The NEEV charges in under four hours using a standard household plug (220V/16A) available throughout India. Its performance matches and surpasses fossil fuel–powered three-wheelers in terms of torque, power, and volumetric load. With a certified range of 151 kilometers (93 miles), it powers through a full day’s work, handling potholes, puddles, and hills with ease.

The Altigreen Low Deck three-wheeler electric cargo vehicle is nimble enough to handle urban roads and rugged enough to handle potholes, puddles, and hills. (Video credit: Altigreen Propulsion Labs)

Indigenous System Development

Altigreen initially focused on designing retrofit kits to convert ICE vehicles into hybrid/electric, using its patented motor generator and power electronics/controller hardware. The team then used MATLAB and Simulink Suite for Startups to develop various control systems for their drivetrain kits—for two-, three-, and four-wheelers. However, relying on other incumbents to use their EV drivetrains or retrofitting ICE vehicles themselves was not accelerating the move toward electrified transport options. Hence, Altigreen shifted its focus to becoming an OEM, choosing to start with developing electric three-wheelers from scratch, largely because 400 million Indians access 3Ws for cargo and passenger mobility every single day.

“System-level design and simulation in Simulink allow for faster development. It gives our teams the ability to test concepts in simulation and easily iterate on design improvements and new capabilities.”

Having worked with EV drivetrains and other OEMs, the team had a clear understanding of the India-specific challenges and use cases related to last-mile mobility. They could use this know-how to derive the system requirements. Based on these requirements, the Altigreen team built a system-level simulation model of the vehicle, used it to test how different components work together, and validated designs earlier in the development cycle.

“System-level design and simulation in Simulink allow for faster development,” says Amitabh Saran, Altigreen Founder and CEO. “It gives our teams the ability to test concepts in simulation and easily iterate on design improvements and new capabilities.”

Altigreen determined that it would not be able to use off-the-shelf, commercially available components such as batteries, motors, and controllers since they did not meet the specifications for the NEEV. The team chose to develop all these components in-house.

The process of building system-level simulation models for electric powertrains expedited the development cycle, allowing real-world functionality testing. This method enabled designers to quickly test various scenarios using different inputs, leading to faster design improvements. By utilizing simulations, the design process became an iterative process, where real-world test data was put back into the simulation models, and the outputs were analyzed. Overall, this approach reduced the development cycle while providing a more comprehensive understanding of the design’s functionality.

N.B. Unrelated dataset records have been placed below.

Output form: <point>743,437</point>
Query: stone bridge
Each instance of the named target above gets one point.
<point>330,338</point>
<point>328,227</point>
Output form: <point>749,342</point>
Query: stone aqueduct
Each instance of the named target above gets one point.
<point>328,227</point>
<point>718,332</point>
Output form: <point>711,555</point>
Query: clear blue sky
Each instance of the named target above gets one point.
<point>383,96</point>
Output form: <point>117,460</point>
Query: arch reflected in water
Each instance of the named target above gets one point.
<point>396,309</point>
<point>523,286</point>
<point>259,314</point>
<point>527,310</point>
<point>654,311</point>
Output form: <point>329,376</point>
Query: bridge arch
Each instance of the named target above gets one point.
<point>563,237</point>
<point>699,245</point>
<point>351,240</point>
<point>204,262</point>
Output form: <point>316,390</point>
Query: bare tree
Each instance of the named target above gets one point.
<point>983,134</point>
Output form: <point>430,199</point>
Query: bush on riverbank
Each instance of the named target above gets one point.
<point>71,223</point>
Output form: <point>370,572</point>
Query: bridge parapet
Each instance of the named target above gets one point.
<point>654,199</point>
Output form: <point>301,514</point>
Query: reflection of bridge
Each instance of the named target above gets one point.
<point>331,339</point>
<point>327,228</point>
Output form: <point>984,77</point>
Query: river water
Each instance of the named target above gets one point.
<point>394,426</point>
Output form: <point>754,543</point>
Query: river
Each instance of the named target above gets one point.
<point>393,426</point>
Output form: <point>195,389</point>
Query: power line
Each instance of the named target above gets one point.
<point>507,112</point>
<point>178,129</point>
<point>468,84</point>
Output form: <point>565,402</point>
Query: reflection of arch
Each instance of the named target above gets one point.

A model that includes drive cycles, a driver model, a controller model, a drivetrain model, and a vehicle model. The scope shows that the vehicle model follows drive cycle well and plots the mechanical power. — Simulink EV system simulation model. (Image credit: Altigreen Propulsion Labs)

Designing a new drivetrain from scratch can take two years, but as the Altigreen team gains experience and validates their technology in existing vehicles, development becomes easier and faster. “Our last drivetrain redesign was complete in under 13 months,” says Prathamesh Patki, principal engineer and controls systems head at Altigreen.

In-House Battery Management System

Altigreen assembles its own Li-ion batteries. The company designs and manufactures the battery management system (BMS) as well. Instead of compromising with smaller batteries from other companies, the Altigreen team designed a single pack that’s perfectly sized for their use case. In-house design helps tighten the development cycle. “The turnaround time for understanding and correcting mistakes becomes much faster with in-house design since nothing is hidden,” Patki says. “In-house design improves the overall system efficiency as well since everything is the optimal size and works with the other systems in the vehicle.”

“The turnaround time for understanding and correcting mistakes becomes much faster with in-house design since nothing is hidden.”

The BMS monitors the battery’s health, balances charge between cells, tracks temperature, and estimates the overall state of charge (SOC). It also calculates the allowed charge and discharge rates. Altigreen adopted Model-Based Design for its BMS and created the main functions, such as the SOC estimation.

To estimate the SOC of the battery, the BMS uses equivalent models of battery cells, the measured cell voltages, and the amount of current going in and coming out of them. Using a simulation-based approach helped the team to model and iteratively try different techniques such as Coulomb counting and extended Kalman filtering and design a comprehensive one for their SOC estimations.

From Handwritten Code to Automatically Generated Code

Patki says that before Altigreen, he was a “hardcore, low-level embedded C-coder working in aerospace.” Moving from C to Simulink^® was not a drastic shift. When working in C, he drew control flow diagrams for the control units indicating how the various functions and feedback loops would fit together. He would then manually code them. Now, he creates a model in Simulink and tests it by simulating it with multiple inputs. When the control algorithms are finalized, Embedded Coder^® outputs code for the processors in the vehicle.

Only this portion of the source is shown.